Evil rich white villain Vicoria Kord (Susan Sarandon) wants control over the symbiote to build an army of OMACs – stupidly without the mohawks so important to that role - so Jaime and his oh so very quirky family have a bit of an uphill battle in front of them. On the plus side, Jaime also gets his mandatory love interest in form of Victoria’s niece Jenny (Bruna Marquezine), who, not being white and young and hot, gets a rich but not evil exception.

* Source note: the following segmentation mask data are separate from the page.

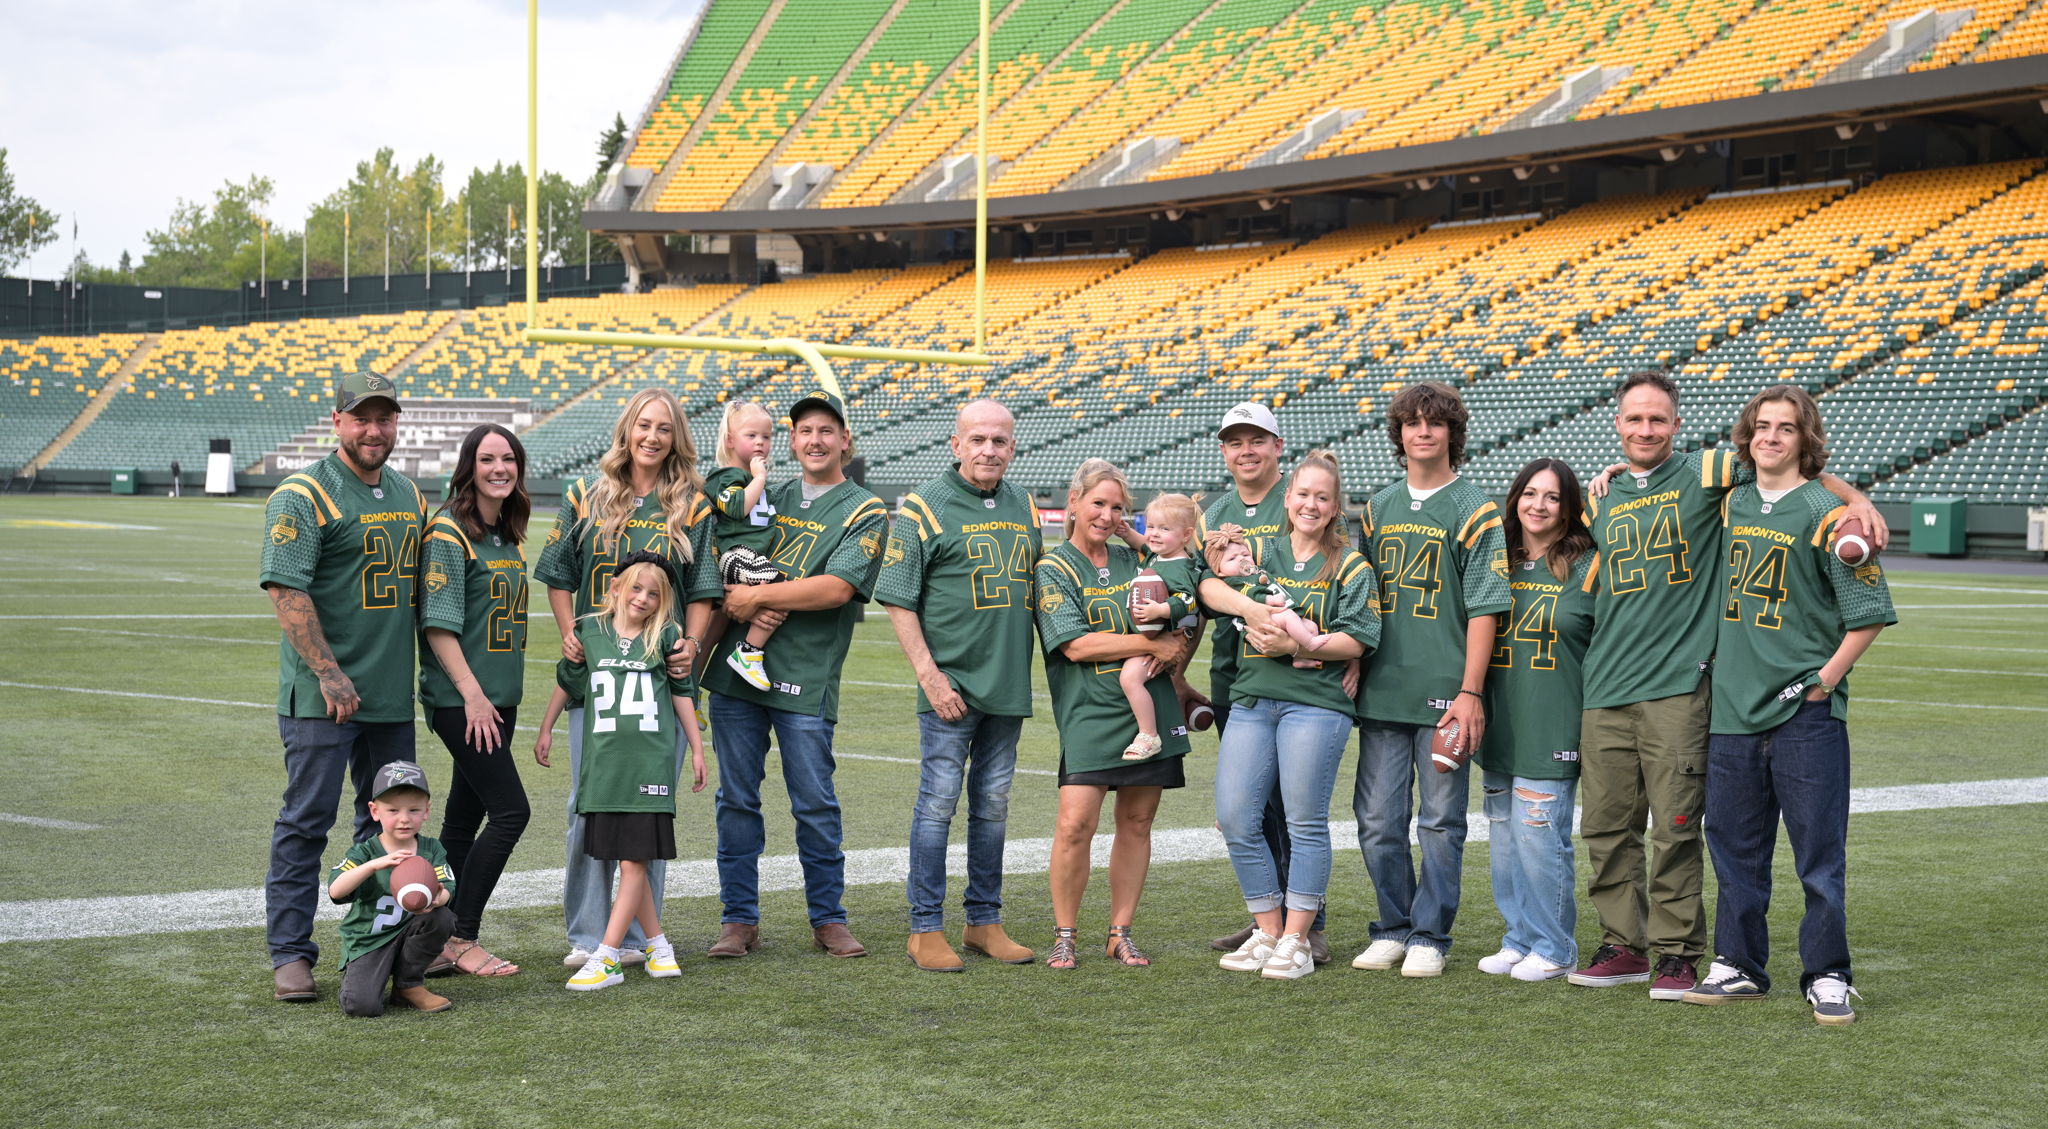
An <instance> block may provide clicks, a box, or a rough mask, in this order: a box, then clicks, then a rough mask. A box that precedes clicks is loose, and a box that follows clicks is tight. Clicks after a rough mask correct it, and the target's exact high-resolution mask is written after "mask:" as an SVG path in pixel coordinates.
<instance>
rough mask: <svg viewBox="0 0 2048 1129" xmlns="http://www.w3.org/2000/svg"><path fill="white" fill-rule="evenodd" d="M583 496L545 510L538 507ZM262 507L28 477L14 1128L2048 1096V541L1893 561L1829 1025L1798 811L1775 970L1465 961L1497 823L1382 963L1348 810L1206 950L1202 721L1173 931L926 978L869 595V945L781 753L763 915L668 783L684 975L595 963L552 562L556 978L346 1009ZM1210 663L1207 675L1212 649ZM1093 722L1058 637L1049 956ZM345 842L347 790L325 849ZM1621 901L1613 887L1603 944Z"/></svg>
mask: <svg viewBox="0 0 2048 1129" xmlns="http://www.w3.org/2000/svg"><path fill="white" fill-rule="evenodd" d="M547 520H551V514H539V516H537V522H535V529H537V531H541V535H545V527H547ZM260 537H262V506H260V502H254V500H209V498H184V500H176V502H172V500H164V498H133V500H117V498H49V496H35V498H18V496H4V498H0V861H4V863H0V1094H6V1102H4V1106H0V1125H86V1123H92V1125H150V1127H158V1125H162V1127H178V1125H362V1127H399V1125H432V1127H469V1125H477V1127H518V1125H592V1127H598V1125H649V1127H653V1125H813V1127H815V1125H860V1127H868V1125H1006V1127H1008V1125H1018V1127H1022V1125H1374V1127H1378V1125H1384V1127H1399V1125H1417V1127H1423V1125H1427V1127H1442V1125H1487V1127H1493V1125H1585V1127H1606V1125H1632V1127H1651V1125H1673V1127H1686V1125H1712V1127H1716V1129H1720V1127H1739V1125H1767V1127H1782V1125H1849V1123H1860V1125H1915V1127H1919V1125H1970V1127H1997V1125H2040V1123H2042V1117H2044V1115H2042V1090H2040V1074H2038V1072H2040V1063H2042V1061H2044V1057H2048V1020H2044V1018H2042V1008H2040V1004H2038V1002H2036V1000H2034V994H2032V988H2034V986H2032V981H2030V979H2028V977H2030V975H2032V971H2036V969H2038V967H2040V963H2042V957H2044V953H2048V949H2044V940H2042V938H2044V930H2042V914H2040V891H2038V887H2040V869H2042V867H2040V863H2042V856H2044V852H2042V842H2040V840H2042V836H2040V828H2042V816H2044V807H2042V805H2044V803H2048V736H2044V731H2048V574H2040V572H2032V574H2019V576H2011V574H1976V572H1917V570H1915V568H1913V566H1911V563H1909V561H1901V568H1898V572H1890V582H1892V598H1894V602H1896V607H1898V619H1901V623H1898V627H1892V629H1888V631H1884V635H1882V637H1880V639H1878V643H1876V647H1874V650H1872V652H1870V656H1868V658H1866V660H1864V664H1862V666H1860V668H1858V672H1855V674H1853V678H1851V729H1849V731H1851V744H1853V756H1855V777H1853V785H1855V789H1858V793H1855V816H1853V818H1851V832H1849V943H1851V951H1853V955H1855V975H1858V988H1860V990H1862V994H1864V1000H1862V1004H1860V1008H1858V1012H1860V1020H1858V1022H1855V1025H1853V1027H1849V1029H1819V1027H1815V1025H1812V1020H1810V1012H1808V1008H1806V1006H1804V1002H1802V1000H1800V998H1798V992H1796V984H1798V955H1796V924H1798V912H1800V895H1798V881H1796V877H1794V875H1792V859H1790V850H1788V848H1780V854H1778V881H1776V891H1778V900H1776V904H1774V912H1772V926H1774V930H1772V940H1774V959H1772V971H1774V975H1776V977H1778V981H1776V986H1774V992H1772V996H1769V998H1767V1000H1763V1002H1755V1004H1745V1006H1726V1008H1700V1006H1686V1004H1653V1002H1651V1000H1649V998H1647V996H1645V994H1642V990H1640V988H1620V990H1606V992H1593V990H1581V988H1569V986H1567V984H1565V981H1550V984H1518V981H1509V979H1505V977H1489V975H1481V973H1479V971H1477V969H1475V967H1473V961H1475V959H1477V957H1483V955H1487V953H1491V951H1493V949H1495V947H1497V940H1499V914H1497V912H1495V910H1493V904H1491V891H1489V881H1487V846H1485V840H1483V830H1485V828H1483V820H1475V838H1473V842H1470V844H1468V850H1466V869H1464V904H1462V914H1460V918H1458V936H1456V945H1454V949H1452V953H1450V967H1448V971H1446V975H1442V977H1440V979H1415V981H1409V979H1401V977H1399V975H1395V973H1366V971H1354V969H1350V967H1348V961H1350V957H1352V955H1354V953H1358V951H1360V949H1364V945H1366V940H1368V938H1366V922H1368V920H1370V918H1372V916H1374V912H1372V895H1370V889H1368V885H1366V879H1364V867H1362V865H1360V859H1358V850H1356V846H1354V840H1352V838H1350V836H1352V832H1350V824H1346V826H1343V828H1339V832H1337V861H1335V873H1333V875H1331V900H1329V936H1331V949H1333V955H1335V959H1333V963H1331V965H1327V967H1325V969H1321V971H1317V973H1315V975H1311V977H1307V979H1303V981H1298V984H1282V981H1262V979H1257V977H1247V975H1243V973H1227V971H1221V969H1217V965H1214V953H1210V951H1208V945H1206V943H1208V938H1210V936H1214V934H1219V932H1229V930H1233V928H1237V926H1239V924H1241V920H1243V916H1245V914H1243V902H1241V900H1239V893H1237V885H1235V881H1233V877H1231V869H1229V863H1227V861H1225V859H1223V844H1221V838H1219V836H1217V834H1214V832H1212V830H1210V824H1212V816H1214V813H1212V803H1210V799H1212V793H1210V783H1212V777H1214V770H1212V766H1214V748H1217V742H1214V736H1212V734H1202V736H1196V740H1194V754H1192V758H1190V764H1188V779H1190V787H1188V789H1184V791H1174V793H1167V797H1165V801H1163V803H1161V811H1159V824H1157V830H1155V865H1153V873H1151V881H1149V885H1147V893H1145V904H1143V906H1141V910H1139V920H1137V938H1139V943H1141V945H1143V947H1145V949H1147V951H1149V955H1151V957H1153V967H1149V969H1122V967H1116V965H1114V963H1110V961H1106V959H1104V957H1102V949H1100V936H1102V926H1104V924H1106V922H1104V906H1106V877H1104V873H1102V871H1100V869H1098V873H1096V883H1094V885H1092V889H1090V897H1087V904H1085V908H1083V916H1081V922H1083V928H1081V932H1083V938H1096V945H1083V951H1081V967H1079V969H1077V971H1071V973H1055V971H1051V969H1047V967H1042V965H1026V967H1010V965H995V963H989V961H983V959H971V961H969V969H967V973H965V975H928V973H920V971H915V969H913V967H911V965H909V963H907V961H905V959H903V936H905V926H907V914H905V906H903V887H901V875H903V850H901V848H903V844H905V842H907V828H909V813H911V801H913V797H915V783H918V742H915V731H918V729H915V717H913V711H915V686H913V678H911V674H909V666H907V664H905V660H903V656H901V652H899V650H897V645H895V637H893V635H891V631H889V625H887V617H885V615H883V613H881V609H879V607H877V609H870V615H868V619H866V623H862V625H860V627H858V631H856V635H854V645H852V654H850V658H848V662H846V670H844V691H842V717H840V725H838V754H840V768H838V789H840V799H842V805H844V811H846V848H848V854H850V859H848V881H850V885H848V910H850V916H852V920H850V926H852V930H854V932H856V934H858V936H860V938H862V940H864V943H866V945H868V951H870V953H872V955H870V957H868V959H864V961H831V959H827V957H823V955H821V953H815V951H813V949H811V947H809V928H807V924H805V920H803V893H801V887H799V881H797V867H795V842H793V832H791V820H788V818H786V805H784V801H782V793H780V781H778V775H776V772H774V770H770V779H768V785H766V791H768V801H766V809H768V854H770V856H772V859H768V861H764V889H768V893H764V900H762V918H764V920H762V951H760V953H758V955H754V957H750V959H745V961H719V963H713V961H707V959H702V957H700V953H702V949H705V947H707V945H709V943H711V938H713V936H715V934H717V920H719V904H717V897H715V891H717V883H715V875H713V867H711V859H713V836H711V789H707V791H705V793H698V795H682V797H680V801H678V809H680V813H678V824H676V836H678V848H680V859H678V863H674V865H672V877H670V900H668V906H666V908H664V924H666V926H668V934H670V936H672V938H674V940H676V945H678V953H680V955H682V961H684V975H682V977H680V979H674V981H653V979H647V977H643V975H639V973H637V971H635V969H629V979H627V984H625V986H621V988H614V990H608V992H600V994H592V996H584V994H569V992H563V990H561V979H563V977H565V975H567V969H561V965H559V957H561V953H563V943H561V914H559V867H561V842H563V820H565V813H563V801H565V797H567V779H565V777H567V768H565V762H567V758H565V756H557V768H553V770H549V768H541V766H537V764H535V762H532V723H535V721H537V719H539V715H541V709H543V705H545V701H547V691H549V686H551V682H553V662H555V658H557V654H559V639H557V635H555V631H553V625H551V621H549V619H547V615H545V600H543V598H541V592H539V590H537V592H535V598H532V600H530V607H532V609H537V613H539V615H535V619H532V631H530V650H528V680H526V703H524V705H522V707H520V727H522V731H520V734H518V738H516V742H514V746H512V750H508V754H510V756H516V758H520V772H522V775H524V779H526V789H528V795H530V797H532V809H535V818H532V824H530V826H528V830H526V834H524V838H522V842H520V846H518V850H516V852H514V856H512V863H510V869H508V875H506V881H504V883H502V885H500V891H498V900H496V902H494V908H492V910H489V912H487V916H485V922H483V945H485V947H487V949H492V951H496V953H498V955H502V957H508V959H512V961H518V963H520V965H524V971H522V973H520V975H514V977H504V979H489V981H485V979H473V977H455V979H442V981H434V984H436V990H438V992H442V994H446V996H451V998H453V1000H455V1010H453V1012H449V1014H434V1016H422V1014H412V1012H397V1014H389V1016H385V1018H381V1020H350V1018H344V1016H342V1014H340V1010H338V1006H336V1004H334V988H336V981H338V975H336V969H334V963H332V955H334V953H336V951H338V945H336V934H334V920H336V918H334V916H324V918H322V922H319V926H317V930H315V938H317V940H319V943H322V945H324V949H326V957H324V961H322V967H319V969H317V973H315V975H317V979H319V988H322V1000H319V1002H317V1004H311V1006H287V1004H276V1002H272V1000H270V975H268V959H266V955H264V945H262V928H260V920H262V897H260V889H258V885H260V879H262V873H264V865H266V852H268V838H270V820H272V818H274V813H276V803H279V791H281V787H283V760H281V746H279V736H276V713H274V693H276V645H279V643H276V635H279V633H276V623H274V619H272V615H270V604H268V600H266V598H264V594H262V592H260V590H258V588H256V582H254V576H256V553H258V539H260ZM537 555H539V537H535V539H532V549H530V551H528V559H532V557H537ZM1194 680H1196V684H1198V686H1200V684H1204V682H1206V678H1204V676H1202V674H1200V668H1198V672H1196V676H1194ZM1354 748H1356V744H1354ZM707 752H709V750H707ZM1057 758H1059V754H1057V740H1055V734H1053V723H1051V711H1049V703H1047V701H1044V699H1042V676H1040V709H1038V717H1036V719H1034V721H1030V723H1028V725H1026V729H1024V742H1022V748H1020V758H1018V766H1020V768H1018V772H1020V775H1018V779H1016V785H1014V791H1012V807H1010V840H1012V844H1010V856H1008V869H1010V873H1012V877H1010V881H1008V887H1006V922H1008V928H1010V932H1012V936H1016V938H1018V940H1022V943H1026V945H1034V947H1038V949H1042V947H1044V945H1049V940H1051V912H1049V897H1047V885H1044V854H1047V836H1051V830H1053V809H1055V787H1053V772H1055V766H1057ZM1352 758H1356V752H1354V754H1352ZM418 760H420V762H422V766H424V768H426V772H428V779H430V781H432V783H434V785H436V789H440V785H442V783H444V781H446V775H449V756H446V752H444V750H442V748H440V744H438V740H434V738H432V734H428V731H426V727H424V725H422V727H420V746H418ZM715 775H717V766H715V762H713V783H715V779H717V777H715ZM1350 779H1352V772H1350V766H1348V768H1346V770H1343V772H1341V775H1339V789H1337V791H1339V795H1337V799H1335V801H1333V805H1331V816H1333V818H1335V820H1350ZM778 811H782V813H780V816H778ZM1473 813H1475V818H1477V813H1479V803H1477V789H1475V803H1473ZM436 826H438V820H430V832H432V828H436ZM1104 830H1106V826H1104ZM344 840H346V824H342V826H340V828H338V832H336V838H334V840H332V842H330V848H328V859H330V861H332V859H338V854H340V850H342V848H344V846H346V842H344ZM963 840H965V805H963V811H961V818H956V820H954V842H963ZM1100 846H1102V844H1100V842H1098V863H1100V861H1104V852H1102V850H1100ZM956 863H958V859H956ZM1581 881H1583V861H1581ZM958 883H961V879H954V885H952V906H954V908H952V914H954V920H952V934H954V938H956V936H958V924H961V922H958V910H956V906H958ZM1708 900H1710V906H1712V875H1708ZM1597 940H1599V930H1597V922H1595V918H1593V914H1591V910H1589V906H1585V904H1583V900H1581V916H1579V943H1581V949H1583V951H1585V953H1589V951H1591V949H1593V945H1597Z"/></svg>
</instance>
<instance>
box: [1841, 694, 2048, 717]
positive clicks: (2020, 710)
mask: <svg viewBox="0 0 2048 1129" xmlns="http://www.w3.org/2000/svg"><path fill="white" fill-rule="evenodd" d="M1851 701H1858V703H1872V705H1931V707H1935V709H2011V711H2017V713H2048V705H1985V703H1972V701H1913V699H1866V697H1862V695H1858V697H1855V699H1851Z"/></svg>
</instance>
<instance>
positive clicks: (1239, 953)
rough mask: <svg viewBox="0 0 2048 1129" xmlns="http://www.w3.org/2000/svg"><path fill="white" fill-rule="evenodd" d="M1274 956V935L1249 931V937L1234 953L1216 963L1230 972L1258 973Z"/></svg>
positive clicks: (1257, 930) (1245, 939) (1253, 930)
mask: <svg viewBox="0 0 2048 1129" xmlns="http://www.w3.org/2000/svg"><path fill="white" fill-rule="evenodd" d="M1272 955H1274V934H1270V932H1262V930H1255V928H1253V930H1251V936H1247V938H1245V943H1243V945H1239V947H1237V951H1235V953H1231V955H1229V957H1223V959H1221V961H1217V965H1219V967H1225V969H1231V971H1260V969H1262V967H1266V959H1268V957H1272Z"/></svg>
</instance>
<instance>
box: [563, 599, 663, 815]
mask: <svg viewBox="0 0 2048 1129" xmlns="http://www.w3.org/2000/svg"><path fill="white" fill-rule="evenodd" d="M575 637H578V641H582V643H584V662H569V660H565V658H561V660H555V684H557V686H561V688H563V691H565V693H567V695H569V707H571V709H575V707H584V760H582V775H580V777H575V813H578V816H584V813H590V811H666V813H670V816H674V813H676V795H674V793H676V744H678V740H680V738H682V736H684V734H682V729H680V719H678V715H676V701H674V699H676V697H684V699H686V697H690V695H694V693H696V686H694V684H690V678H688V676H682V678H672V676H670V674H668V668H666V666H664V664H662V658H659V656H666V654H668V652H670V650H674V645H676V643H678V641H680V639H682V627H678V625H674V623H668V625H664V627H662V645H659V652H657V656H655V658H653V660H651V662H649V660H647V652H645V647H643V645H641V641H639V639H621V637H618V633H616V631H612V619H610V617H608V615H594V617H590V619H578V621H575Z"/></svg>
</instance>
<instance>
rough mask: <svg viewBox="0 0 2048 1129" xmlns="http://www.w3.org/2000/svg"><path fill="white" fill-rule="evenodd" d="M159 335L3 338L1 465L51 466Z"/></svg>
mask: <svg viewBox="0 0 2048 1129" xmlns="http://www.w3.org/2000/svg"><path fill="white" fill-rule="evenodd" d="M158 336H160V334H139V336H137V334H102V336H88V338H55V336H43V338H29V340H18V342H12V340H0V467H6V469H10V471H14V469H16V467H18V469H20V473H27V471H31V469H35V467H47V465H49V461H51V459H53V457H55V455H57V451H63V447H66V445H68V443H72V438H74V436H78V432H82V430H84V428H86V424H90V422H92V420H94V418H96V416H98V414H100V412H102V410H104V408H106V402H109V400H113V395H115V393H117V391H121V389H123V387H127V383H129V379H133V375H135V369H137V367H139V365H141V363H143V361H145V359H147V357H150V350H154V348H156V342H158Z"/></svg>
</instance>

Angel Manuel Soto’s Blue Beetle is a sometimes fun, sometimes frustrating and generally pretty likeable attempt at a superhero movie, never to be followed up by DC of course. I really do appreciate that it tries to add a bit of talk about class to its typically US-centric thinking about race, and how much it lacks mean-spiritedness even when talking about the groups it is okay to be rather essentialist about when one is in the trenches of the US culture wars. Of course, part of its use of class fantasizes about some inherent goodness and solidarity of the poor amongst one another, which is about as kitschy and untruthful a portrayal of the actual experience of being poor as possible. Fun fact: a lot of poor people suck as much as most rich people, they just don’t have the power to express that as destructively.
On the other hand, I’m now complaining that a superhero movie’s politics are lacking in subtlety; newsflash for me: superheroes aren’t subtle, aren’t meant to be subtle, and should be praised for actually putting some effort into politics beyond mere representation, so Blue Beetle certainly deserves that.
Rather more easy for me to appreciate about the film is its total aesthetic focus on garish neon colours, where nothing isn’t made better by glowing. There’s a verve and energy to the visual style that certainly helps provide the action set pieces with a very individual look and some personality.
Part of that personality is somewhat goofy, but then, one of the script’s main problems is that it wants to be funny more often than it actually is, a problem that isn’t helped by a tendency to repeat jokes in slightly revised form sometimes three scenes after another.
Timing is a bit of a problem for the film in general: some dialogue lines seem curiously misplaced, coming a scene or thirty seconds too early or too late for full effect. There’s a sloppiness here that surprises on this budget level. If this sloppiness is caused by the script or by the film’s editing is anyone’s guess. It’s a bit of a shame, too, for despite my gripes, there’s quite bit of fun to be had with Blue Beetle. If it were a bit tighter, it would probably even be a whole lot of that.